Brenna “Brandy” Kane was sitting in the back office with Ellis. Enough time had passed that Brandy had somehow managed to rate a minor promotion. She had gone from being a clerk to being a senior clerk, which might or might not be the exact same title she’d had before. However, it was definitely a promotion. If the shop had more actual locations, versus its current scheme of timeline folding, she’d have likely just been made a proper manager. Albeit, maybe, a junior one.
Brandy had received a sizable raise with her promotion, though she didn’t really pay that much mind. The money didn’t really feel real to her. It’s not that she couldn’t touch it, or there was something dodgy about the accounts. On the contrary, if she went into any major financial institution in any of the worlds that the Holst’s set up an identity for her in, she’d be treated like royalty. Complete with the prerequisite uncomfortable amount of flattery, fawning, and sycophancy.
No, though she’d generally be far too embarrassed to say so aloud, what made the money feel like it was illusory, was the fact that she had far too much of it. Even after donating large portions of it to various reputable charities and social interest groups, there was still ridiculous amounts of it sitting in her various accounts. She was faintly aware that she had unilaterally changed the fates of several countries by simply electing to properly pay her taxes within their borders.
Now that she thought about it, Brandy was pretty sure she’d had this problem before, when she was first starting out. Her obscene paycheck was even more obscene than it had been before. She’d been a probationary junior-clerk, at the start and she was getting paid with enough zeros and commas to make up an entire family’s inter-generational wealth.
Now after her promotion, Brandy now had so much money, she truly didn’t dare try to move it all at once. If the economies of the various worlds could be likened to an ocean, the money she now made in a year was enough to make her the kind of unfathomable eldritch being of the deep that could cause tidal waves and tsunamis with a single careless move. Brandy was now wealthy enough that if she ever deigned to go back to her hometown, it wasn’t inconceivable that she could by most of the countries of her former-world. She made in a month what most wealthy nations would proudly count as a good GDP.
However, this strange feeling of suddenly being too rich to even wrap her mind around the reality of it, wasn’t new. Brandy had now lived and worked with the Holsts to under that they paid her as much as they did because A) that’s how much they valued her, and B) the actual money was valueless to them.
The first matter was a heart-warming if slightly troublesome thing. She’d learned enough about that to see that they didn’t warm to people quickly but when they did warm to you, there was very little they wouldn’t do for you. Satisfying one’s pecuniary needs by essentially drowning her in money, was the very least of the things they’d offered her since she’d started living with them.
The second matter was a view that Brandy herself found herself slowly adopting as well. Money was just a game mortals created for the sake of making trade and barter conveniently universal. An abstraction on the sum of a person’s value and assets in and to society. In other words, money itself was roughly meaningless.

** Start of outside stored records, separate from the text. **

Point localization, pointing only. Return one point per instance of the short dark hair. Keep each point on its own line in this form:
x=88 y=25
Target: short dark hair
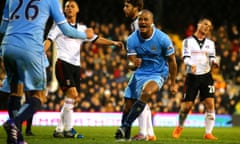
x=136 y=3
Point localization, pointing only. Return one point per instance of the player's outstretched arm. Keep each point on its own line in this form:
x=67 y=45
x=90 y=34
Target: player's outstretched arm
x=74 y=33
x=104 y=41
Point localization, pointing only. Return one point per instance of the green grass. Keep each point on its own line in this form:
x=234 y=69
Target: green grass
x=104 y=135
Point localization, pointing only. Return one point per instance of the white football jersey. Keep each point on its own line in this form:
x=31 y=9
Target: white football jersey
x=199 y=53
x=68 y=49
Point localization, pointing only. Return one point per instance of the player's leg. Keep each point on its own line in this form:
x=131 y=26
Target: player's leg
x=209 y=118
x=207 y=95
x=145 y=88
x=68 y=77
x=142 y=122
x=26 y=67
x=150 y=131
x=190 y=93
x=28 y=130
x=14 y=100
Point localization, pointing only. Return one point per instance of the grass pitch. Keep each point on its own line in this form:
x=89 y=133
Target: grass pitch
x=105 y=135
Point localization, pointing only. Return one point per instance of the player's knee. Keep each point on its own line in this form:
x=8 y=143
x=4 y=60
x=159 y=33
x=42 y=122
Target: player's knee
x=68 y=104
x=72 y=93
x=210 y=116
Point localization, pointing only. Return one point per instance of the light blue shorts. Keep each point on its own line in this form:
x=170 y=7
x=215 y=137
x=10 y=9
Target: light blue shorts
x=26 y=66
x=136 y=83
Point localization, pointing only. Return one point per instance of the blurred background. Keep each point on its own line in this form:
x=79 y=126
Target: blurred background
x=104 y=75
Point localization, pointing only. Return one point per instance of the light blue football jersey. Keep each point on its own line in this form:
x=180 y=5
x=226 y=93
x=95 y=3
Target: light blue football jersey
x=153 y=52
x=26 y=21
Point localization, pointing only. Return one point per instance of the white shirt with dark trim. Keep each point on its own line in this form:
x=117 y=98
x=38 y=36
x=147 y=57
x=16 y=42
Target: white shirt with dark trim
x=68 y=49
x=198 y=53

With enough knowledge, with enough resources,...with enough power, one could essentially print as much money as one wanted. The only thing that held uniform, near-absolute value was time. Only time could be considered universally precious, because even immortals couldn’t retrieve an important moment, or hour, once it was lost.
It didn’t help that Brandy lived and worked in a place where the impossible happened nearly every day. A place where she regularly handled things that were essentially priceless, and rightfully were only able to be given a price and placed on the store’s shelves, because the owner was doing so forcibly. It was hard to get excited about having the wealth of several nations at her fingertips when just last week she tossed a batch of miracle panaceas that could cause world-ending wars if released to the public into an incinerator.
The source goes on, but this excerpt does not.